Ils étaient sept, assis côte à côte devant les journalistes, souriants, complices. Je les ai retrouvés où je les avais laissés, il y a presque cinq mois à Cannes. Non pas sur le quai de la plage de l’hôtel Majestic, mais dans la camaraderie, les blagues sous-entendues, les tapes dans le dos et le tirage de pipe typiques d’une jeune bande d’amis soudés.

Les acteurs de Matthias et Maxime, le nouveau long métrage de Xavier Dolan, ont mis un terme à leur tournée québécoise, hier soir, avec la première montréalaise du film au Théâtre Outremont. En conférence de presse, en matinée à l’hôtel Germain, on sentait encore quasi intacte la fébrilité affichée en mai au Festival de Cannes, où le film a été présenté en première mondiale, en compétition officielle.

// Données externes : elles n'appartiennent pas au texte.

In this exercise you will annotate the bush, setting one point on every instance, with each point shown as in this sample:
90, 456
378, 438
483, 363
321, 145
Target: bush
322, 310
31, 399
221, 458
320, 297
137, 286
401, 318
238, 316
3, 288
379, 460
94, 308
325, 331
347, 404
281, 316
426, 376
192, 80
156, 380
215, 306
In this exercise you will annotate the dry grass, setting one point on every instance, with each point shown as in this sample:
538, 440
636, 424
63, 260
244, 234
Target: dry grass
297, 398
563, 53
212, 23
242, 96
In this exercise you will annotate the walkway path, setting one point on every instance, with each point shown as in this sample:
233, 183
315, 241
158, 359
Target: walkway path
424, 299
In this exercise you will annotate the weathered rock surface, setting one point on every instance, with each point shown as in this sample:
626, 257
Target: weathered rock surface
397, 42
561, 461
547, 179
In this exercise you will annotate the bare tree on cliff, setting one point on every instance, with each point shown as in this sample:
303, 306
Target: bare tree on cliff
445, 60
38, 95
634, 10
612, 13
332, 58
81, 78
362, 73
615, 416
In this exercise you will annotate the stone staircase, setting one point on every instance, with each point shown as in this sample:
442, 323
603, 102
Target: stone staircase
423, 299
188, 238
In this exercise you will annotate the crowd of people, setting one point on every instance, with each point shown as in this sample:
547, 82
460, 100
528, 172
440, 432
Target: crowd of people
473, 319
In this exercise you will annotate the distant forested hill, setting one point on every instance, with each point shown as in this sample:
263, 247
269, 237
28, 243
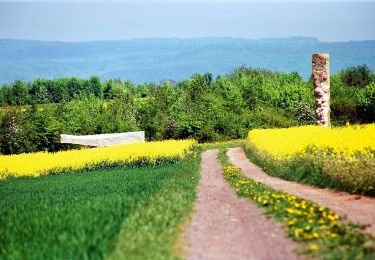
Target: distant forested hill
154, 60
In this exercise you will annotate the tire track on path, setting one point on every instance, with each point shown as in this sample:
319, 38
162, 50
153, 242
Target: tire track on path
225, 226
356, 208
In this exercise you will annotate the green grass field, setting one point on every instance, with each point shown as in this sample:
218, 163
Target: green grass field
114, 213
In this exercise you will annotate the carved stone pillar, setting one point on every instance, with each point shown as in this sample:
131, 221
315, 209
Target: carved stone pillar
320, 69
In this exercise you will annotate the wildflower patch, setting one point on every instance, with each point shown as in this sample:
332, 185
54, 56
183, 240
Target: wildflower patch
340, 158
131, 155
321, 231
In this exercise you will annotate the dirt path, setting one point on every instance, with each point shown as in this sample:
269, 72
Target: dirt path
227, 227
357, 208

Un parfum de colonie de vacances pour boucler la boucle de l’aventure Matthias et Maxime, qui sera en salle partout au Québec le 9 octobre. Il y avait Xavier Dolan (le chef de file), Catherine Brunet (la confidente), Gabriel D’Almeida Freitas (le souffre-douleur), Pier-Luc Funk (le fanfaron), Samuel Gauthier (le discret), Antoine Pilon (le verbomoteur) et Adib Alkhalidey (le sage).

J’avais l’impression de les voir jouer, en direct, des scènes inédites de ce film sur l’amitié de groupe, inspiré par leurs propres liens. Se donnant la réplique pour se faire rire, s’encourager ou se chambrer. Il faut dire que Dolan leur a écrit des rôles sur mesure, même si à l’écran, ils jouent bien sûr des personnages.

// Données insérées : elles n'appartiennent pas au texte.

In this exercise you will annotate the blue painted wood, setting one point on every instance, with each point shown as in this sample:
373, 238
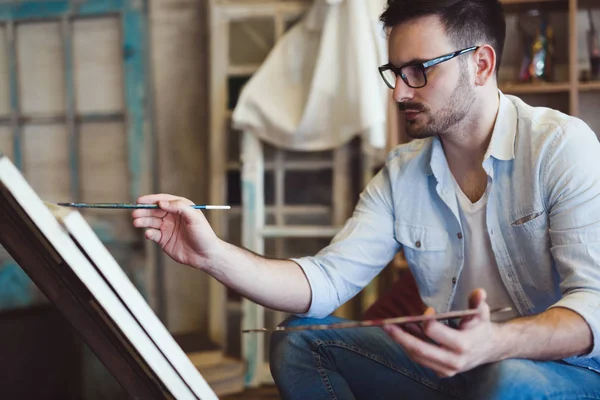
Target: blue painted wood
26, 10
134, 53
73, 131
133, 15
14, 95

« C’est l’élément le plus marquant de la fin de ma vingtaine, dit Xavier Dolan à propos de l’amitié. Le début de ma vingtaine a été caractérisé beaucoup par les voyages, les rencontres artistiques, les films qui se sont succédé à un rythme assez effréné. » 

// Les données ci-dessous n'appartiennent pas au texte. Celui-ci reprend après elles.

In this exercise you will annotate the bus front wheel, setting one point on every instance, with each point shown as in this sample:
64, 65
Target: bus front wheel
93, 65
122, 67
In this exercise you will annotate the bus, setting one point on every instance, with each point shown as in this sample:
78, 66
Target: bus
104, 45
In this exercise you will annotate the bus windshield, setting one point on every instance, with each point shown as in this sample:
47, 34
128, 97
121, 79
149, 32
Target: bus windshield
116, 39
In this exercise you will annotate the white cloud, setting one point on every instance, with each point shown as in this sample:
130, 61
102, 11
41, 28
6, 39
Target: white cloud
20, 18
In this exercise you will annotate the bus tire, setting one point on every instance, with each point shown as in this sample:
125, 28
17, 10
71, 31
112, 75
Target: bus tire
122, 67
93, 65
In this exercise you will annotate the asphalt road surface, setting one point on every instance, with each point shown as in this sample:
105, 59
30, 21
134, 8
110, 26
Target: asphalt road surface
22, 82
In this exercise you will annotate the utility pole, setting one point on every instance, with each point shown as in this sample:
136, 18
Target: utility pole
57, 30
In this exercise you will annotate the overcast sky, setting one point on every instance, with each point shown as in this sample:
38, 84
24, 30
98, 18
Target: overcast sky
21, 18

À un moment donné, il y a quelque chose qui s’est déposé dans ma vie, et qui l’a transformée complètement, en lui apportant une forme d’équilibre, et c’est l’amitié.

Xavier Dolan

Les amitiés, anciennes et nouvelles, ont donné un « sens de l’intimité » à sa vie, confie l’acteur-cinéaste, « plus fort que le sens de l’art ou le sens du cinéma ». Il n’a pas la vie sentimentale « la plus abondante ni la plus fonctionnelle », de son propre aveu. Aussi, il considère ses amis comme sa famille. Il refuse d’ailleurs de considérer qu’il « boucle une boucle » dans sa relation professionnelle avec sa grande amie Anne Dorval, 10 ans après J’ai tué ma mère, même si elle joue de nouveau sa mère dans Matthias et Maxime.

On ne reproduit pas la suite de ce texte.